Monsanto

Image Source: Wikimedia Commons

A historical review

Lucas Galand
News Editor


The Monsanto Fruit Company is one all of us are familiar with, or rather we are familiar with the brands that use their various products. From Kellogs to Pepsi, from Nestle to Pringles, almost every major processed food producer is a client of Monsanto. Despite this, very few of us are actually aware of what Monsanto represents.

Let’s start at the Vietnam War. During this conflict, the United States used a defoliant known as Agent Orange to clear the jungle. Of the 4 million individuals exposed to it during the war, 3 million have developed illnesses, including higher rates of cancer, especially leukemia.

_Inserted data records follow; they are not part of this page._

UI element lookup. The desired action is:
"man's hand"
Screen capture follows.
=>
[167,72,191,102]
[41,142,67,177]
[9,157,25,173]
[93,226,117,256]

The environmental effects were disastrous, leading to a rapid drop in biodiversity. Monsanto has been sued several times as a result, by citizens of both the United States and Vietnam.

From there, Monsanto moved into producing pesticides and food sweeteners. One of their pesticides, Roundup, was too effective and would harm the crops it was sprayed on. So, naturally, they genetically modified certain crops to be Roundup resistant, and then sold those too.

Roundup became a massive success, with sales quickly soaring. Since its release, it has been declared a carcinogen in California and in a mock trial run by judges from the Hague, Monsanto was found guilty of human rights violations.